Encryption of drone feeds won't finish until 2014, Air Force says

By Ellen Nakashima
Washington Post Staff Writer
Saturday, December 19, 2009

It will take at least until 2014 to encrypt video feeds from the U.S. military's Predator and Reaper drones to prevent enemy forces from intercepting the information, Air Force officials said Friday.

Reports this week said U.S. forces had discovered that insurgents in Iraq, using inexpensive, off-the-shelf software, had been able to hack into video feeds from the drones, which are used for surveillance and launching missiles in Iraq, Afghanistan and Pakistan. Some Pentagon officials initially dismissed the reports, saying this was an old problem that had been addressed.

But the Air Force Unmanned Aircraft Systems Flight Plan acknowledges concern. Work on encryption began this year on the Air Force's fleet, but the report said it will not be finished until 2014 and even then will not "account for the retrofit of the existing fleet."

The Army also operates unmanned aircraft and has acknowledged the need to protect the feeds sent from its fleet.

The Wall Street Journal reported Thursday that U.S. forces had confiscated a laptop computer from an Iraqi insurgent that contained video files with feeds from drones. Adm. Mike Mullen, chairman of the Joint Chiefs of Staffs, told reporters in Iraq on Friday that although he was concerned about cybersecurity, there had been no known damage to U.S. military operations as a result of the intercepted information.

Still, former military officials said the failure to protect the video feeds was a serious issue.

Former Air Force secretary Michael Wynne, who served from November 2005 to June 2008, said that if the enemy is able to collect and archive enough feeds, "it could be useful in understanding our concepts of operation and many times how our tactics are used against them." The enemy, he said, "could essentially go to school on archived footage."

Though U.S. officials have known about the flaw for more than a decade, they considered the threat minimal compared with the advantage the drones provide to commanders and troops in the field.

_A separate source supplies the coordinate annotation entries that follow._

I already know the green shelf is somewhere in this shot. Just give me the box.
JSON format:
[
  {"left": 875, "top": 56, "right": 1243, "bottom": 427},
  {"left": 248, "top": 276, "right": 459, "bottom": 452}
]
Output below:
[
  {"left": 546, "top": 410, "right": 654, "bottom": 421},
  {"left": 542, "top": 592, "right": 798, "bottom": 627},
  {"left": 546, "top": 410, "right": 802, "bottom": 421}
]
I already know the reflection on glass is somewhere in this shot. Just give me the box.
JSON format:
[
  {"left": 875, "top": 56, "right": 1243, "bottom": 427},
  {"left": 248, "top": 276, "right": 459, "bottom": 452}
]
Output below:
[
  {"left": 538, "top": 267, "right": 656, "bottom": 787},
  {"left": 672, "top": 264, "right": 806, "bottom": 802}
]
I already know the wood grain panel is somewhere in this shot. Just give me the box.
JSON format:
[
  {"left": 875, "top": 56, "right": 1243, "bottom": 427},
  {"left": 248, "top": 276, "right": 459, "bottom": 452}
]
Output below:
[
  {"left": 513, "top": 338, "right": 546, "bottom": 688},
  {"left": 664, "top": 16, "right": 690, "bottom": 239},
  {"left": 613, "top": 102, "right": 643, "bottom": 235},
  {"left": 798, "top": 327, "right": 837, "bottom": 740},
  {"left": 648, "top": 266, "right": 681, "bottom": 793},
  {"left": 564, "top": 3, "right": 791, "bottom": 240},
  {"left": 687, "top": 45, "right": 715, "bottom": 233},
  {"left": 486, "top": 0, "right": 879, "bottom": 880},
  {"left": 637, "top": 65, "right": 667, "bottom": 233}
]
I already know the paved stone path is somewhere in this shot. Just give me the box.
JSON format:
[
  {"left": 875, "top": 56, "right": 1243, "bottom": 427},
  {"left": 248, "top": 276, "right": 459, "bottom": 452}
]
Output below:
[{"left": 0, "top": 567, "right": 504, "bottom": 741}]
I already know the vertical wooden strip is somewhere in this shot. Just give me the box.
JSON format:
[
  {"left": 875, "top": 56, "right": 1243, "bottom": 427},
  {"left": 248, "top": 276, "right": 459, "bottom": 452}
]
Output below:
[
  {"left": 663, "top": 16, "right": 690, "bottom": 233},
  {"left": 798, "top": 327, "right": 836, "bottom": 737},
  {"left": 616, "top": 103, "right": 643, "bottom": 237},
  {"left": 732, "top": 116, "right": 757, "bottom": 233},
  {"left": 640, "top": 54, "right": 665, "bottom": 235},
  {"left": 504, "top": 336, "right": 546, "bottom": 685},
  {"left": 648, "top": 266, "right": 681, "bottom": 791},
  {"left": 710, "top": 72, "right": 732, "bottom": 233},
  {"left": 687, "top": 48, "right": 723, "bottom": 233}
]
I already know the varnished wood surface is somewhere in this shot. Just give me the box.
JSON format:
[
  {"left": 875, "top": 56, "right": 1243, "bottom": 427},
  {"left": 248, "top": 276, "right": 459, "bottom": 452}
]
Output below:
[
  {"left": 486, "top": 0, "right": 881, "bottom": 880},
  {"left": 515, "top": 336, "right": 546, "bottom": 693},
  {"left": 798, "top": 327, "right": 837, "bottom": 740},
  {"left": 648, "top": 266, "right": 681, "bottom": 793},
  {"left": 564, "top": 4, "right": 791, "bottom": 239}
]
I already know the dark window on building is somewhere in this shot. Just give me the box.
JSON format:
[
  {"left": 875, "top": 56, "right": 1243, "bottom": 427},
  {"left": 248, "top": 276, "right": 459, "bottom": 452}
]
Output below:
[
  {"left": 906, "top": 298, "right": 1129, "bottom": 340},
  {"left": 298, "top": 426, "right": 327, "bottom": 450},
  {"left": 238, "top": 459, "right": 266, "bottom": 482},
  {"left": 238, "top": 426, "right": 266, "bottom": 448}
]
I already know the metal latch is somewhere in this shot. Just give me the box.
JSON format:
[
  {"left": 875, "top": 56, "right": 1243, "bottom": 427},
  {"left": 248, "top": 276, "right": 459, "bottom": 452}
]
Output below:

"We were aware of the vulnerability, but at the time, we wanted to distribute the information as widely as possible, especially to our coalition partners, and unencrypted streaming video was the easiest," Wynne said. He said the linking up of the Predator system saved "a lot of lives" over the past 14 years.

He noted that in addition to encrypting the drone feeds, the receivers that troops on the ground use must be updated. The work must be done fast, Wynne said, and 2014 is "too late."

On Capitol Hill, some lawmakers called for hearings after the reports.

"I'm especially angry that people at the Pentagon knew this was a vulnerability going back to the 1990s and they didn't do anything," said Rep. Jim Langevin (D-R.I.), a member of the Armed Services and Intelligence committees.

"They didn't think our adversaries would figure it out. So you've got people from Third World countries who've figured out a way to hack into our systems. That greatly disturbs me."